During his interim tenure, Cron sought to rebuild faith by agreeing to pay $225 million to compensate CA shareholders for losses caused by the improper practices and firing of executives with connections to the scandal. Under Cron, CA also reorganized its management ranks, acquired several companies, including Netegrity, and cut 800 jobs out of a workforce of 15,000. Swainson will need to pick up the torch and hit the ground running to build on that momentum.

Yet, in spite of the good job Cron has done, most analysts agreed that CA's board was shrewd to look to an outsider like Swainson to occupy the corner office. And by selecting an individual steeped in the culture of IBM, CA sets the stage to possibly remake its own image.

"CA has been trying to focus on moving away from its stereotype and be a kinder, gentler organization," says Dennis Drogseth, vice president at Enterprise Management Associates, in Portsmouth, N.H. "And while 'kind' is not a word to describe many companies today, IBM has a good heritage in respect to the individual. And I think that's a good quality to bring to the job."

Some of CA's partners also welcomed Swainson to the job, calling it a much-needed new start, one made more comfortable because the new CEO comes from channel-focused IBM.

"By bringing in someone new with a new perspective, you can get the ship steered in a direction that will be good for business, good for customers and ultimately good for partners," says Todd S. Pekats, director of strategic alliances at CompuCom Systems and a member of CA's partner advisory board.

Pekats says he would like to see Swainson build on Cron's channel strategy at CA so that partners see more forward momentum.
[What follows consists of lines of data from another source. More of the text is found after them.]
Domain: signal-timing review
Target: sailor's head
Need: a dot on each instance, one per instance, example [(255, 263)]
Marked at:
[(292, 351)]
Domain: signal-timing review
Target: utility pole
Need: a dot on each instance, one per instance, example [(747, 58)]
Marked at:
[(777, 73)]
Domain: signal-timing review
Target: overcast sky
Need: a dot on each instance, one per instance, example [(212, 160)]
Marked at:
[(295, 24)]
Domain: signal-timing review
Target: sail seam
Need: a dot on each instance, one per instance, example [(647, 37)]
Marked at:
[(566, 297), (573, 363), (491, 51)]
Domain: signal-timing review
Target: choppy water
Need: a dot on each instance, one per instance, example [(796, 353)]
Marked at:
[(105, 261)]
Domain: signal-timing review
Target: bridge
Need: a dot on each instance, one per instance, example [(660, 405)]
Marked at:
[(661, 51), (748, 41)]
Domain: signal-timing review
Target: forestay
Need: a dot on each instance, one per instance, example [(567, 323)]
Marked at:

Shortly after taking over in April, Cron articulated an accelerated channel approach, with a goal of making CA's software easier for VARs to seamlessly integrate into the vertical-market installations they sell to their customers and upping the percentage of revenues that go through the channel. Currently, only 10 percent is indirect.

Swainson could be the key to taking things to the next level. "I think [CA's] channel strategy has been a good strategy, but they've had challenges in execution," Pekats says. "I think that someone who understands the channel well can help execute on some of those strategies and will be able to facilitate some real good movement forward."

Indeed, Swainson said today that he will continue working on CA's four targeted areas of growth, two of which -- international and geographic expansion and finding new routes to market -- have obvious roles for more partners.

From a software business perspective, CA presently has an array of strengths and weaknesses. Drogseth says the company is on the right path with its integrated strategy around managing systems, security and storage, which he says are now a "continuum" of one network within the enterprise. In that vein, the company has invested wisely in technologies that help manage data flowing across these disparate systems and applications. CA has also done some promising work in the area of roles-based monitoring, seeking to provide individual user constituencies with customized monitoring information.

Where the company needs work the most is in the network management space, which Hewlett-Packard dominates and IBM plays strong as well, Drogseth says. The whole on-demand computing model holds some promise for CA, however, if it is able to position itself as the "neutral" vendor that is able to provide the monitoring and management of disparate hardware and software systems.

CA's analytics play could use some tinkering, while the overall portfolio is in desperate need of better integration, a deficiency partners have decried for years.

"For a vendor like CA, they need to be able to get the data, to store it, to analyze it and then present it," Drogseth says. "It's all a work in progress right now, and they don't have the luxury of waiting. You can't wait in this particular market."

To that end, Swainson says he's more than ready and believes CA is uniquely positioned. "As the world gets more complex and you are integrating more things, the demand for security and systems management goes up," he says. "So as companies like IBM execute on-demand, the need for what we do goes up. And we will take advantage of it."

-- Jeffrey Schwartz contributed to this story.